Alzheimer’s scrambles memories while the brain rests

The researchers say their findings, published in Current Biology, could support the development of future drug treatments that target this malfunctioning process. The work may also help guide the creation of new tools for detecting Alzheimer's earlier than is currently possible.

Understanding How Alzheimer's Disrupts Brain Cells

Co-lead author Dr Sarah Shipley (UCL Cell & Developmental Biology) explained that Alzheimer's disease is driven by the accumulation of damaging proteins and plaques in the brain. These changes lead to symptoms such as memory loss and difficulty navigating familiar environments, but the precise ways these plaques interfere with normal brain activity are still unclear.

"Alzheimer's disease is caused by the build-up of harmful proteins and plaques in the brain, leading to symptoms such as memory loss and impaired navigation -- but it's not well understood exactly how these plaques disrupt normal brain processes.

"We wanted to understand how the function of brain cells changes as the disease develops, to identify what's driving these symptoms.

"When we rest, our brains normally replay recent experiences -- this is thought to be key to how memories are formed and maintained. We found this replay process is disrupted in mice engineered to develop the amyloid plaques characteristic of Alzheimer's, and this disruption is associated with how badly animals perform on memory tasks."

How the Brain Replays Memories

This replay activity takes place in the hippocampus, a brain region essential for learning and memory. During rest, specific neurons known as place cells activate in rapid sequences that mirror recent experiences.

Place cells, discovered by Nobel prize-winning UCL neuroscientist Professor John O'Keefe, are neurons (brain cells) that correspond to particular locations. As a person or animal moves through a space, different place cells fire in a specific order. Later, during rest, those same cells typically reactivate in the same sequence, helping the brain store the experience as a memory.

Tracking Brain Activity During Memory Tasks

To study this process, researchers tested how mice performed in a simple maze while recording brain activity at the same time. Using specialized electrodes, they were able to monitor roughly 100 individual place cells simultaneously as the animals explored and then rested.

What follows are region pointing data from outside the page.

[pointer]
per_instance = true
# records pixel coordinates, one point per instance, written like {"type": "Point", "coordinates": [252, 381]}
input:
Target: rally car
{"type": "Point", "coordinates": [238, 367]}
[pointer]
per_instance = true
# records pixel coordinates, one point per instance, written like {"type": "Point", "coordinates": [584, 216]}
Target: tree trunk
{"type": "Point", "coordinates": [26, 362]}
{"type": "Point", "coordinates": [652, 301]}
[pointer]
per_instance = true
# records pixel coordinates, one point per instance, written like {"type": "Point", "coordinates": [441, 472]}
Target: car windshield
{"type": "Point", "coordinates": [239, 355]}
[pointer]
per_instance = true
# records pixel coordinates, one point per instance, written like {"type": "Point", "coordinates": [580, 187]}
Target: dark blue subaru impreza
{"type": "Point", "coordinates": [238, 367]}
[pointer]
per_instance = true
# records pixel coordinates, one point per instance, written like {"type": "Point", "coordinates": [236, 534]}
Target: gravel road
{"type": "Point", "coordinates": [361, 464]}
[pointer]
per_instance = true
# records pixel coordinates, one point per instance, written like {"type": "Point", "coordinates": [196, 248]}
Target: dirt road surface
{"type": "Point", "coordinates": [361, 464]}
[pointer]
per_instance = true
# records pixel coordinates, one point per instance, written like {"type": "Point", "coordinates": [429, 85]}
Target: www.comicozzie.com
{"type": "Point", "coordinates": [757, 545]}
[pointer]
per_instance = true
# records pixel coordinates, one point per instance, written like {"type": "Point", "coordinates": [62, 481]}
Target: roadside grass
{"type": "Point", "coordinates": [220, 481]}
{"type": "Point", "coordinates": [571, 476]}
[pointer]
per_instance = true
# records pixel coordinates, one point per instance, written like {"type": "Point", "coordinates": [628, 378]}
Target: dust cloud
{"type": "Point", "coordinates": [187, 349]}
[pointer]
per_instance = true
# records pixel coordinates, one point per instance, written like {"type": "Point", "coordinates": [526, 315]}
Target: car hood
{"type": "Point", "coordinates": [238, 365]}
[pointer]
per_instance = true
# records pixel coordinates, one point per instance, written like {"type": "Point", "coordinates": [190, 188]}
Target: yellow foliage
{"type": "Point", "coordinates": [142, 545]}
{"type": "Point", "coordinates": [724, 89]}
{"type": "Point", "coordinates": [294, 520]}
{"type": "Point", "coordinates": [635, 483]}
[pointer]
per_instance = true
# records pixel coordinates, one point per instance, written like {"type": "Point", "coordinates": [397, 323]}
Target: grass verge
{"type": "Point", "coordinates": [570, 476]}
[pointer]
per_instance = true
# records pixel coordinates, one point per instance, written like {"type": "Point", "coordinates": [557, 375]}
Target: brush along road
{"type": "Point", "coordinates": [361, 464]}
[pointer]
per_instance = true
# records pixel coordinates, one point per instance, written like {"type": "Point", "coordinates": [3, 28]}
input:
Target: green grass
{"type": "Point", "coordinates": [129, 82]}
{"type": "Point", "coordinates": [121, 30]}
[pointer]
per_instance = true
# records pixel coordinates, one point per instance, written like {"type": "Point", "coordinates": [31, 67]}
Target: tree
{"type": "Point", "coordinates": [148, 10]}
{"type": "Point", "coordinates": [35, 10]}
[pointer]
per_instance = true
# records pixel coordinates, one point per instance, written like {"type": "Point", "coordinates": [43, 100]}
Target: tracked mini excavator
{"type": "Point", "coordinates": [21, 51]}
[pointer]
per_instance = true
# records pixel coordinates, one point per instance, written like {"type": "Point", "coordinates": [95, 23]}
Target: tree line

This approach allowed the team to compare normal brain replay patterns with those seen in mice that had developed amyloid pathology associated with Alzheimer's disease.

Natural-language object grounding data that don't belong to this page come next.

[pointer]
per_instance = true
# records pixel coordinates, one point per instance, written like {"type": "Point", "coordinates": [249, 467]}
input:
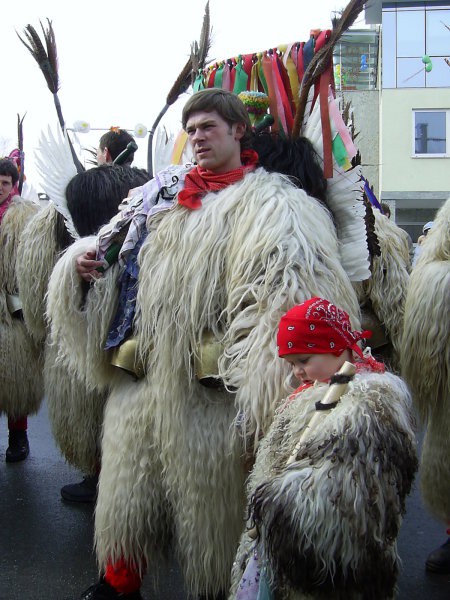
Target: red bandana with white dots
{"type": "Point", "coordinates": [317, 327]}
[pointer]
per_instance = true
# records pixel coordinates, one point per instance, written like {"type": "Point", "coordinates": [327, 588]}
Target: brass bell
{"type": "Point", "coordinates": [206, 360]}
{"type": "Point", "coordinates": [370, 321]}
{"type": "Point", "coordinates": [125, 357]}
{"type": "Point", "coordinates": [14, 304]}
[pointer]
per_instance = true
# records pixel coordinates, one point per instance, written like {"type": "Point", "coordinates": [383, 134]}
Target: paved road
{"type": "Point", "coordinates": [46, 544]}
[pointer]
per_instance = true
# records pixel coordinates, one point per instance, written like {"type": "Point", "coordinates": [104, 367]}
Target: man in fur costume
{"type": "Point", "coordinates": [426, 367]}
{"type": "Point", "coordinates": [234, 248]}
{"type": "Point", "coordinates": [21, 389]}
{"type": "Point", "coordinates": [328, 487]}
{"type": "Point", "coordinates": [90, 199]}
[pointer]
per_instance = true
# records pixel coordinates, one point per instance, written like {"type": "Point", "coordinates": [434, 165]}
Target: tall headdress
{"type": "Point", "coordinates": [47, 59]}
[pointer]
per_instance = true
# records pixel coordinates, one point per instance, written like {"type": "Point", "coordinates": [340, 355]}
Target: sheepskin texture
{"type": "Point", "coordinates": [75, 414]}
{"type": "Point", "coordinates": [79, 320]}
{"type": "Point", "coordinates": [172, 449]}
{"type": "Point", "coordinates": [385, 291]}
{"type": "Point", "coordinates": [37, 255]}
{"type": "Point", "coordinates": [21, 385]}
{"type": "Point", "coordinates": [425, 360]}
{"type": "Point", "coordinates": [327, 524]}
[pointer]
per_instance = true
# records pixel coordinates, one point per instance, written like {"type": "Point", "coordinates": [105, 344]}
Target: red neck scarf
{"type": "Point", "coordinates": [199, 182]}
{"type": "Point", "coordinates": [4, 206]}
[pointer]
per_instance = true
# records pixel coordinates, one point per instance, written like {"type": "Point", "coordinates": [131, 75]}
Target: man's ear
{"type": "Point", "coordinates": [241, 128]}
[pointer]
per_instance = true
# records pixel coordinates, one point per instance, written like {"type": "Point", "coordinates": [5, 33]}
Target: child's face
{"type": "Point", "coordinates": [315, 367]}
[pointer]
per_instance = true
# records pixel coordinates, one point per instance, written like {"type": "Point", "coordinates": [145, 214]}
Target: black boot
{"type": "Point", "coordinates": [18, 447]}
{"type": "Point", "coordinates": [439, 560]}
{"type": "Point", "coordinates": [85, 491]}
{"type": "Point", "coordinates": [103, 591]}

Disorganized Replay and Fading Memory Signals

In mice with amyloid plaques, memory replay looked very different. Replay events occurred just as often as they did in healthy mice, but the underlying patterns were no longer organized. Instead of reinforcing memories, the coordinated activity of place cells became scrambled.

The researchers also observed that place cells in affected mice grew less stable over time. Individual neurons stopped reliably representing the same locations, especially after rest periods, which are normally when replay should strengthen memory signals.

Memory Performance Declines in Affected Mice

These changes had clear behavioral effects. Mice with disrupted replay performed worse in the maze, frequently revisiting paths they had already explored and appearing unable to remember where they had been.

Co-lead author Professor Caswell Barry (UCL Cell & Developmental Biology) said the study reveals a failure in memory consolidation that can be seen at the level of single neurons.

"We've uncovered a breakdown in how the brain consolidates memories, visible at the level of individual neurons. What's striking is that replay events still occur -- but they've lost their normal structure. It's not that the brain stops trying to consolidate memories; the process itself has gone wrong."

Implications for Early Detection and Treatment

Professor Barry added that these findings may help researchers identify Alzheimer's earlier or develop treatments that focus on restoring normal replay activity.

"We hope our findings could help develop tests to detect Alzheimer's early, before extensive damage has occurred, or lead to new treatments targeting this replay process. We're now investigating whether we can manipulate replay through the neurotransmitter acetylcholine, which is already targeted by drugs used to treat Alzheimer's symptoms. By understanding the mechanism better, we hope to make such treatments more effective."

The research was carried out by scientists in the UCL Faculties of Life Sciences and Brain Sciences, with support from the Cambridge Trust, Wellcome, and the Masonic Charitable Foundation.